Zoputan looked back to Adeyemi. The king straightened his doublet and approached the center of the platform, then he gave a nod of assent. Zoputan gestured for the angels to stand down before backing away.

Ban inclined his head graciously to Adeyemi and took in a slow breath to steady himself.

"I am sorry, Your Eminence. I'm sorry there was no other way. My empress believed at every step we took that there might be peace between Melcia and Shan Alee, and after tonight, I know she will still believe it." Ban averted his eyes, ashamed of himself as he continued. "I'm not the man she deserves as her First Knight, because you're right about me. I've done terrible things. I've committed horrible acts. I've only ever been a soldier, and a poor one at that. Men like us aren't able to build a world like the one Enfri dreams of."

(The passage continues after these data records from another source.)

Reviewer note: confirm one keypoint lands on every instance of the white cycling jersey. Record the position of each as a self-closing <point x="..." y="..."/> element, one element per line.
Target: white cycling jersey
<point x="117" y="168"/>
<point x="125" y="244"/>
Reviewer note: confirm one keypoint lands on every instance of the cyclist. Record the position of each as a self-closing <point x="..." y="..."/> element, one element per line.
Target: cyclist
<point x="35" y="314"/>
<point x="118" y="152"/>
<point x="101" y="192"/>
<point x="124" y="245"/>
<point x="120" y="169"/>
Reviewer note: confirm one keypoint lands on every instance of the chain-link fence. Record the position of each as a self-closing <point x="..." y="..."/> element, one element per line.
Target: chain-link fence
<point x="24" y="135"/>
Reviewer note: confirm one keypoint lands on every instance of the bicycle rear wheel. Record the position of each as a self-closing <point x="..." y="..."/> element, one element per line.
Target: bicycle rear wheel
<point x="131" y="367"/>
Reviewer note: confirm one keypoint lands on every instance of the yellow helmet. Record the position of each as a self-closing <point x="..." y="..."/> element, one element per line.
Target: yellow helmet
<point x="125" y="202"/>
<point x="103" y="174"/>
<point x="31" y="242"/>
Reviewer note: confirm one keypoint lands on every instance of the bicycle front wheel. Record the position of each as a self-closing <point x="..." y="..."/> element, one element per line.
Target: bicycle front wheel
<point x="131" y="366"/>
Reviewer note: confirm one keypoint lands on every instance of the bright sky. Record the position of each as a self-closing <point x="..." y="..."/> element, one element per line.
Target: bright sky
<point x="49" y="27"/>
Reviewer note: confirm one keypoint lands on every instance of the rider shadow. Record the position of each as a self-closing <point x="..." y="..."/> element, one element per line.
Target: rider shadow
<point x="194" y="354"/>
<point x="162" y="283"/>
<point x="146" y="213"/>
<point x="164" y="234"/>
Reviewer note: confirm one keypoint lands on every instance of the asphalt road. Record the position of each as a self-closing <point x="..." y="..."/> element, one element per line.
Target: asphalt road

The people throughout the Grounds had gone quiet. The panic calmed and hadn't yet turned back towards the earlier jeers. Even so, Ban doubted anything he said could reach anyone. But it wasn't for them.

Ban looked Adeyemi in the eye. "Mortals die. That's what we are, and we die hoping we give the world to better hands than ours. So long as men like us can leave the world, there's hope for a better one. I've no doubt there will be peace in the future between our kingdoms, because we can't be there to stop it forever. Soon, better hands than ours will join together." He smiled, genuine and hopeful. "It will be a good day."

He knelt down, lowered his head, and closed his eyes. Ban had been more wrong over the last few days than he'd ever been wrong in his life. All this time, he'd been telling himself that nothing had meaning, because the world treated it as meaningless. He'd been a fool to forget something so important.

It mattered to me. That's enough. I'm not a monster, because I choose not to be.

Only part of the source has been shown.